Nel lasciare in questi giorni la Food and Drug Administration, ente americano fondamentale che tra le sue varie funzioni ha anche quella di valutare l’immissione in commercio di nuovi farmaci, Peter Mark, il capo della divisione che gestisce le attività sui vaccini, ha scritto nella sua lettera di dimissioni: “E’ diventato chiaro che la verità e la trasparenza non sono desiderate dal Segretario (Robert Kennedy), ma piuttosto egli desidera una conferma subordinata alle sue informazioni errate e alle sue bugie”. La goccia che ha fatto traboccare il vaso di Peter Mark è stata la richiesta del neoministro no-vax della sanità (ricordate quando nel novembre 2021, a pandemia ancora in pieno corso, venne a Milano ad arringare la folla contro i vaccini?) di promuovere una ricerca sulla relazione tra vaccini ed autismo, una bufala arcinota da anni che è costata al suo autore la ignominiosa radiazione dall’ordine dei medici inglese per corruzione.
Lo tsunami che sta travolgendo i mercati rischia anche di sommergere il mondo scientifico, per questo bisogna reagire e farlo rapidamente. La proposta di un ambizioso progetto di “Rebrain Europe” avanzata da Roberto Battiston (Corriere 26 marzo) merita di essere rilanciata e promossa con coraggio e lungimiranza. Si tratta non solo di cogliere una opportunità (Paris-Saclay insegna) ma anche di proteggere il nostro futuro. Se in pochi mesi, con un impegno collettivo straordinario, abbiamo avuto la disponibilità dei vaccini per il Covid, è stato grazie ai progressi della ricerca, se arretriamo, fermiamo il progresso della scienza ed ipotechiamo il nostro futuro.

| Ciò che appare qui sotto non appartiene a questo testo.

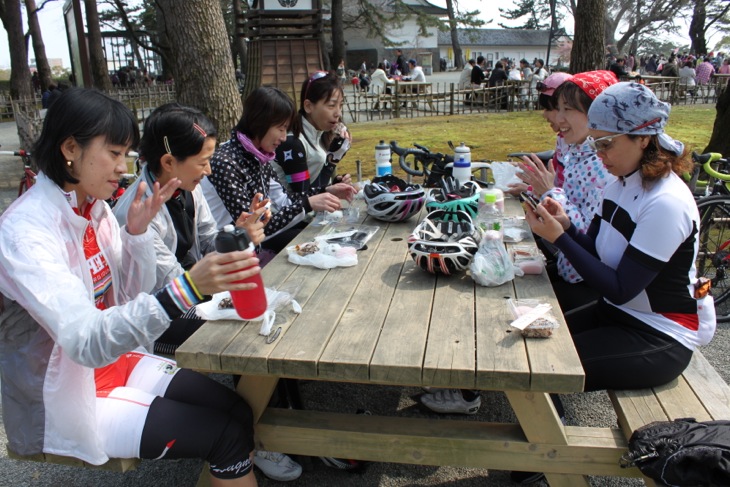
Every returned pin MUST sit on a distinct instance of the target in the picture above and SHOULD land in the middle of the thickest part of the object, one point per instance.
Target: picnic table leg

Ma non basta. Un altro incubo si sta affacciando: la minacciata introduzione di dazi e barriere anche sui farmaci. Già la sanità americana ha una organizzazione tutta privatistica e costosissima, con grandissime disuguaglianze sociali nell’accesso, i dazi sui farmaci potrebbero avere un effetto devastante. E come abbiamo imparato, la salute è ormai un sistema globale, quello che accade in un altro Continente non può non interessare anche noi domani, e non solo per le ripercussioni sulla nostra economia.

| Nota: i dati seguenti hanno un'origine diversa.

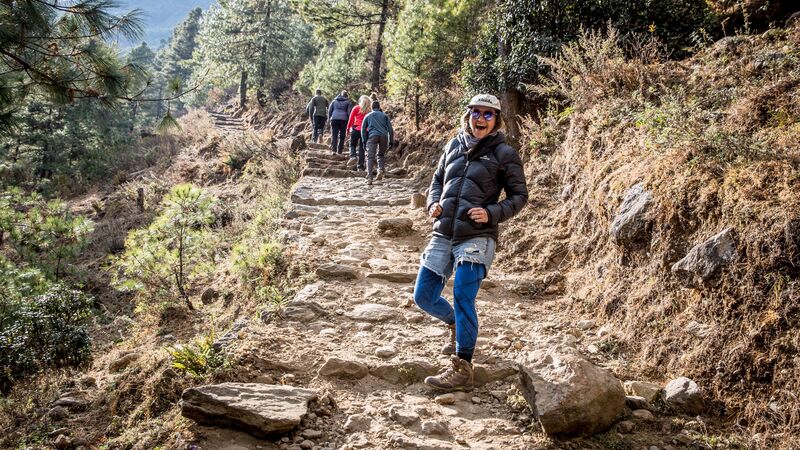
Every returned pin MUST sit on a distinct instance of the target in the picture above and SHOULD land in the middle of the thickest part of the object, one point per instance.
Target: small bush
(45, 234)
(597, 67)
(174, 252)
(198, 359)
(45, 331)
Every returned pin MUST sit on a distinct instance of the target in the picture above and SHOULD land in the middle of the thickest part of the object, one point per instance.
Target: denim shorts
(441, 256)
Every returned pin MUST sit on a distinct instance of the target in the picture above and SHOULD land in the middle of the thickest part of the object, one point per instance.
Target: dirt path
(361, 311)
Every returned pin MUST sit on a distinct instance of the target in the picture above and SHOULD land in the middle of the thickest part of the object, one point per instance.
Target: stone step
(331, 173)
(329, 156)
(350, 189)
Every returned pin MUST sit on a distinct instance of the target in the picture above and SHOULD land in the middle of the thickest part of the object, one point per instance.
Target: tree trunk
(511, 98)
(416, 110)
(376, 62)
(262, 72)
(158, 103)
(243, 90)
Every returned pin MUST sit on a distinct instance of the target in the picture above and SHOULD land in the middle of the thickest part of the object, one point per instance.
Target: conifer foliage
(58, 49)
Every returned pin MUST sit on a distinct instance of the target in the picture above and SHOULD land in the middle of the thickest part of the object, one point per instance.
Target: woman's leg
(355, 136)
(465, 288)
(428, 295)
(362, 164)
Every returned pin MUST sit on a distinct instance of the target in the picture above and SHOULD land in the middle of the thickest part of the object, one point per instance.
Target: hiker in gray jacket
(338, 114)
(376, 131)
(317, 112)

Quella che ormai sta diventando una economia di guerra in un mondo impazzito, rischia di mettere in crisi la salute e la ricerca mondiale, l’Europa ha il dovere morale e politico di rispondere e ha tutti gli strumenti per poterlo fare, deve però essere capace di una visione che sappia guardare oltre il particolare sviluppando in tempi brevi un piano strategico che colga questa straordinaria opportunità anche di rilancio economico. Sono tantissime le aree dove poter sviluppare sinergie trasversali, prima di tutto quella dell’intelligenza artificiale applicata alla medicina in una visione “One-Health”, che può avere successive declinazioni in tantissimi settori. Bisogna però agire oggi, non domani.